If I was to complain about anything, it might be that the rear linkage seems to have a pretty progressive rate to it. Yes, this is another matter of personal preference, not something actually wrong with the bike. The progressive linkage makes it a bit hard to use the last bit the travel if you are using an air shock like the CCDBair. I haven't tried the extra volume air canister for it yet, but I hear that it might help make things a tad more linear (which I usually prefer). But again, that's preference, and I'm sure others that jump a lot will want to keep that progressive rate for added bottoming resistance. I'm finding a very wide range of people ride this bike, and it can be tuned very easily to suit a number of different roles.
Anyway, that's about all I can think of at this point. I'm incredibly impressed with this bike. It feels different from other bikes. Those differences took a few weeks to get used to. But I now see the logic in every one of the differences I've found, and I would not go back to what I previously liked. It is that elusive mix of DH and AM that everyone seems to want. It feels like it should be inefficient on the climbs, but it gets you to the top very quickly, and does not sap all of your strength in the process. It is incredibly playful, super plush, and very agile on the way down. It is strong, well designed, and handles exceptionally well. What more can one want?
(Bull Run, Mag 7, Moab)
(Climbing Jacob's Ladder, Corner Canyon, Salt Lake City)

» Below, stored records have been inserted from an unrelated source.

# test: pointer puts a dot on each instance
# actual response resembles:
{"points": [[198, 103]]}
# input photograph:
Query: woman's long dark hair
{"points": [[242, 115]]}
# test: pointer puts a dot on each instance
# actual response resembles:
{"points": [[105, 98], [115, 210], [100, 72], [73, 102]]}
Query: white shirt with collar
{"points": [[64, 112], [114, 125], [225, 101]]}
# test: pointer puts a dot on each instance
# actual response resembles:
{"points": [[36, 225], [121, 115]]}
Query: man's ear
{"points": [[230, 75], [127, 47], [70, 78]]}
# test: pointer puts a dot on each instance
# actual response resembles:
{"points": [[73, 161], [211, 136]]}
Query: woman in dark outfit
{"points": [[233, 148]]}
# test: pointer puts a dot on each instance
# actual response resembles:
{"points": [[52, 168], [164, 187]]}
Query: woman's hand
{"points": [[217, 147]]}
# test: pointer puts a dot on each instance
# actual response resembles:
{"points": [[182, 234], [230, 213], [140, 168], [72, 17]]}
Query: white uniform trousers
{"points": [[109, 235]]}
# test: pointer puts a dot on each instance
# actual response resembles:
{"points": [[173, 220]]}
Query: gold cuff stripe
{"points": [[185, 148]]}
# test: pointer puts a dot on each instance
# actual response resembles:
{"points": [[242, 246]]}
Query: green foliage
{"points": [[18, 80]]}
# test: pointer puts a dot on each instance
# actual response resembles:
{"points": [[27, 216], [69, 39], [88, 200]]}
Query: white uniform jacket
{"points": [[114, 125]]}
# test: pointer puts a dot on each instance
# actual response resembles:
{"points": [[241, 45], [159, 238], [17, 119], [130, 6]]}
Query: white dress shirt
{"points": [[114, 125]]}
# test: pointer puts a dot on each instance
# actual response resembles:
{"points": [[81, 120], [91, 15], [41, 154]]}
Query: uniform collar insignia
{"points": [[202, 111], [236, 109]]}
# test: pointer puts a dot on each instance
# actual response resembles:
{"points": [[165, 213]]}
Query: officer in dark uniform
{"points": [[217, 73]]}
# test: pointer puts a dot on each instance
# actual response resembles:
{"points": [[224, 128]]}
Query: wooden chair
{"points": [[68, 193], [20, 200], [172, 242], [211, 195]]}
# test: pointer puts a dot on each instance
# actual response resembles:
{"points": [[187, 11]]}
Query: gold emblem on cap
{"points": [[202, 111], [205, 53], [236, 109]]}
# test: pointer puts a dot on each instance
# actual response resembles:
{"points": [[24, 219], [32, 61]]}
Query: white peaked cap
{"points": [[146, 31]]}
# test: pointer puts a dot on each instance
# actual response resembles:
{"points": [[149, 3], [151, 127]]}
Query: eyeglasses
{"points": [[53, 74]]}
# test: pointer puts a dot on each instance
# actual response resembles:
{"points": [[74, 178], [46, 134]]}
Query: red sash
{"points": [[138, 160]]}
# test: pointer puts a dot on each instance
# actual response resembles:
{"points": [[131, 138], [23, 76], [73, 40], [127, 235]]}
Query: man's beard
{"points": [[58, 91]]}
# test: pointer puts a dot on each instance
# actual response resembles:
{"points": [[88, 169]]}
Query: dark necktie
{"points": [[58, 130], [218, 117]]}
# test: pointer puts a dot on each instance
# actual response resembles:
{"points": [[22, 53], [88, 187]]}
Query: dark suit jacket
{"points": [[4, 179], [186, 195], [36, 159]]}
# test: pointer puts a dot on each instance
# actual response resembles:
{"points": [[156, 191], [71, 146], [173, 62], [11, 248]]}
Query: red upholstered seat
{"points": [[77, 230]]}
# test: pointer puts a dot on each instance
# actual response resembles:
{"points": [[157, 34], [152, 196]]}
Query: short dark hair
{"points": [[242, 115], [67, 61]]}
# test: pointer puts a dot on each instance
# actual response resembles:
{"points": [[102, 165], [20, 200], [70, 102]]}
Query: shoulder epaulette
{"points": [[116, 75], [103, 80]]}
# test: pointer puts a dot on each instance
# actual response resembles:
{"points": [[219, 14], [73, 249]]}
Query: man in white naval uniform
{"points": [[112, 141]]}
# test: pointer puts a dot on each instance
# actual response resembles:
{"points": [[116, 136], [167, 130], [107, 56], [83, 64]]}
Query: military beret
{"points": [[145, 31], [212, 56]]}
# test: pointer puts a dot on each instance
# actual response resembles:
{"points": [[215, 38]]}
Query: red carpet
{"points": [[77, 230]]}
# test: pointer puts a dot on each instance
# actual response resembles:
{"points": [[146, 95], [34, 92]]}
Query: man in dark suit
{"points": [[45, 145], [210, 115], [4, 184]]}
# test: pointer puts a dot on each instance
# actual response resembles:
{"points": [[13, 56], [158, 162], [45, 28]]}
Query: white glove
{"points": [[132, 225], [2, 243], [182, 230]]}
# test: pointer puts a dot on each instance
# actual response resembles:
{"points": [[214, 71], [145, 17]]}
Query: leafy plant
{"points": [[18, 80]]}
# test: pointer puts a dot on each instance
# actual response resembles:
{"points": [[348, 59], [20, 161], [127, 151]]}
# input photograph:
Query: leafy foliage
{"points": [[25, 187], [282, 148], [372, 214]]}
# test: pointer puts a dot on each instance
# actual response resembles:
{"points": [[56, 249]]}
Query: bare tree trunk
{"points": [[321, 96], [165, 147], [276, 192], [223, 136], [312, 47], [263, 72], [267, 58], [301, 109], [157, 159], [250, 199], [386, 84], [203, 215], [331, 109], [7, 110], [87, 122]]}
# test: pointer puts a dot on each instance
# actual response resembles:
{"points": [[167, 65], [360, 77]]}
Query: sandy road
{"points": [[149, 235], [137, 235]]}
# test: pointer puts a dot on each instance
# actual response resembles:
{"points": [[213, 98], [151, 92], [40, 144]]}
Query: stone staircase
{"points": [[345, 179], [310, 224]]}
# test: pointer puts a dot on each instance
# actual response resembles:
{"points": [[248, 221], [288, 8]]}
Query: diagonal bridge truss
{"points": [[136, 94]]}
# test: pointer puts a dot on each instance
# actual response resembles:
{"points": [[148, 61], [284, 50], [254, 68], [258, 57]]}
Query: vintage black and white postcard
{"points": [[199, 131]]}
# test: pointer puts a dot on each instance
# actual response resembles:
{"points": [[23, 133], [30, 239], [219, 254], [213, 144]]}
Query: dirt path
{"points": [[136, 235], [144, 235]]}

Oh, one more thing. Canfield's customer service is outstanding. It's been said over and over again in these forums, but it is true. I called well before ordering to ask a few silly questions about compatible components. The guy (Sean) answered all of my questions very honestly and enthusiastically. While we chatted, I could hear noises in the background hat sounded like bikes, and I eventually asked about it. Turns out, he had stopped mid-ride/photo shoot to answer his work phone! That is a person truly dedicated to the customer. Incredibly nice and knowledgeable people, and they stand behind their products 100%. Not that they need to though, The One stands just fine on its own.